Il se tut, repensant à la poissonnière de Fribourg et à son fils.

— Parmi les meneurs des Armleder figurait un dénommé Angélus, dit Joachim d’une voix traînante.

Dietrich resta silencieux durant un long moment.

— Cet homme est mort aujourd’hui, dit-il finalement. Mais j’ai appris grâce à lui une terrible vérité : l’hérésie est la vérité, in extremis. La lumière est l’objet même de l’œil, mais trop de lumière le rend aveugle.

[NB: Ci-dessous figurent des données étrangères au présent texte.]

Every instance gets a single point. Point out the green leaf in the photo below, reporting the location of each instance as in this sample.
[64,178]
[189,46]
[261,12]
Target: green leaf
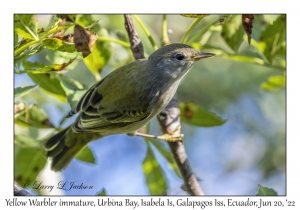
[196,115]
[165,152]
[233,32]
[73,90]
[16,39]
[194,15]
[224,18]
[87,21]
[33,116]
[261,190]
[29,51]
[59,45]
[274,82]
[100,56]
[69,83]
[46,81]
[53,22]
[49,84]
[274,38]
[26,26]
[27,164]
[102,192]
[26,141]
[86,155]
[19,91]
[45,69]
[155,178]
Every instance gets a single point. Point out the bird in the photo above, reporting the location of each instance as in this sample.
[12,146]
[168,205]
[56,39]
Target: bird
[123,101]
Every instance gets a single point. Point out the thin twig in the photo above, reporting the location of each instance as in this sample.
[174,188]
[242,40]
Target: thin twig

— Donc, vous êtes prêt à vous compromettre avec les pécheurs, tout comme les conventuels ?

— Le Seigneur a dit que l’ivraie pousserait avec le bon grain jusqu’au jour du Jugement dernier, répondit Dietrich, et c’est pourquoi on trouve au sein de l’Église des hommes de bien et des pécheurs. Par nos fruits on nous reconnaîtra, et non par le nom que nous nous donnons. J’en suis venu à croire qu’il y a plus de grâce à devenir le bon grain qu’à arracher l’ivraie.

— C’est ce que dirait l’ivraie si elle avait le don de la parole, déclara Joachim. Vous coupez les cheveux en quatre.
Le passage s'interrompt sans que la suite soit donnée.